Sexuelle Belästigung und Sexismus beim Arzt sind keine Einzelfälle – das deckt ein Twitterthread auf. Unter dem Hashtag „#FrauenbeimArzt“ haben zahlreiche Betroffene von ihren Erfahrungen berichtet.
Trigger-Warnung: Die folgenden Inhalte beschreiben teils sexuelle Übergriffe. Die Texte können belastend sein.
Die österreichische Influencerin Joanalistin hat vor kurzem den Hashtag #frauenbeimarzt ins Leben gerufen. Darunter bittet sie ihre fast 11.000 Follower, persönliche Erfahrungen zu teilen: „Ich würde gerne sichtbar machen, welche sexualisierten oder erniedrigenden Erfahrungen Frauen bei ihren Arztbesuchen erlebt haben.“ Der Tweet vom 14. Januar wurde inzwischen fast 4.500 mal geliked und Joanalistin hat bereits über 1.000 Antworten erhalten.
#FrauenbeimArzt: Frauen berichten von Sexismus und Übergriffen beim Arzt
Viele Frauen haben auf Twitter von sexueller Belästigung berichtet, zum Beispiel bei der Brustkrebsvorsorge: „Sie haben schöne Brüste. Zum Abtasten“, zitiert eine Userin einen Frauenarzt.
Auch bei einem Orthopäden hat eine Userin sexuelle Übergriffe erlebt. Sie berichtet: „Wegen lädiertem Knie beim Orthopäden, ohne Hose auf der Liege. Bei der Untersuchung hat er weit den Oberschenkel nach oben gestrichen und mehrmals gesagt, was für schöne Beine ich hätte. Nix zum Knie.“ Ähnliche ungewollte „Komplimente“ haben auch andere Userinnen erhalten.

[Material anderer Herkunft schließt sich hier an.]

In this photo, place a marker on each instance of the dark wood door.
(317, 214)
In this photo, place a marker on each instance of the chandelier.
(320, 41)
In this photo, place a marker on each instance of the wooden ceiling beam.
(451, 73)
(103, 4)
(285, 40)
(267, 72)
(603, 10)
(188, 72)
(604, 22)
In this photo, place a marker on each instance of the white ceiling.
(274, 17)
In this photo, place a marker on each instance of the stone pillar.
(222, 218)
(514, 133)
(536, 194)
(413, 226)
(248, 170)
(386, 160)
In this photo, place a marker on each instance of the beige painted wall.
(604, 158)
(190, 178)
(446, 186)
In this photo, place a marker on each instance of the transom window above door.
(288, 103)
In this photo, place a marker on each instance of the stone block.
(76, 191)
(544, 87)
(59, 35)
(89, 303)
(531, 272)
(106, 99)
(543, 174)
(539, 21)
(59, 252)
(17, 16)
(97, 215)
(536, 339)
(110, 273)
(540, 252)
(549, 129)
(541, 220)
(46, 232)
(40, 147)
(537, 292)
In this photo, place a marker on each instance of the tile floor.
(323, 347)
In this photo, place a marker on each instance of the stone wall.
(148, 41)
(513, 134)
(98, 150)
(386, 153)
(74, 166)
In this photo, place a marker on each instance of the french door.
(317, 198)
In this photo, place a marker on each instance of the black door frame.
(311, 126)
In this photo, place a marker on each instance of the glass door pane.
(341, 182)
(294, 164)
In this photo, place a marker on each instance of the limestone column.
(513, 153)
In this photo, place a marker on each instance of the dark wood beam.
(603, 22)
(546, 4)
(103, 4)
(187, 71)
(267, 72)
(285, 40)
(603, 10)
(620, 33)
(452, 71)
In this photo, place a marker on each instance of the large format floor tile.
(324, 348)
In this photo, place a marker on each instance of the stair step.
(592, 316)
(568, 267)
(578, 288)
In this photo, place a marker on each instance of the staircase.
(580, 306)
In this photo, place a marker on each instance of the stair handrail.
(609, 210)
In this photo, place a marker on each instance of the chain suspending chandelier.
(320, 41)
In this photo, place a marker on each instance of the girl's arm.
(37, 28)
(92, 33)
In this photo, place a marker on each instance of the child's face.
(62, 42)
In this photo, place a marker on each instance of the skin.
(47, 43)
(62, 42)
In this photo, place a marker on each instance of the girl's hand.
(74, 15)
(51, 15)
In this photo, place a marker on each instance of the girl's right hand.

Einige erzählen auch davon, dass sie ohne offensichtlichen Grund aufgefordert wurden, sich auszuziehen.
Über sexistische Kommentare zu ihrem Aussehen berichtet auch eine weitere Userin: „Mein erster Frauenarzt hat zu mir gesagt, ich sei zu fett für einen Freund, ich brauche die Pille noch nicht.“
Fehldiagnosen für Frauen werden immer öfter thematisiert
Der Hashtag #frauenbeimarzt zielt vor allem auf sexualisierte oder erniedrigende Erfahrungen ab, die Frauen in Arztpraxen machen mussten. Doch viele Twitter-Unserinnen nutzen den Hashtag auch, um darauf aufmerksam zu machen, dass ihre Symptome und Beschwerden nicht ernst genommen wurden – teils mit gefährlichen Konsequenzen. Eine Userin berichtet zum Beispiel, dass ein Arzt die Beschwerden ihrer Mutter (Blähbauch und starke Schmerzen) als Gastritis abgetan habe und auf eine weiterführende Untersuchung verzichtet habe. „In Wirklichkeit hatte sie Eierstockkrebs im fortgeschrittenen Stadium“, scheibt die Userin.
Diese Fehldiagnosen werden online immer öfter Thema. Auch der Instagram-Account maedelsabende hat vor einiger Zeit Symptome und Diagnose von Patientinnen zusammengefasst – sowie die tatsächliche, schwerwiegende Ursache. Der Kanal Funk hat einige Beispiele in einem Post zusammengefasst.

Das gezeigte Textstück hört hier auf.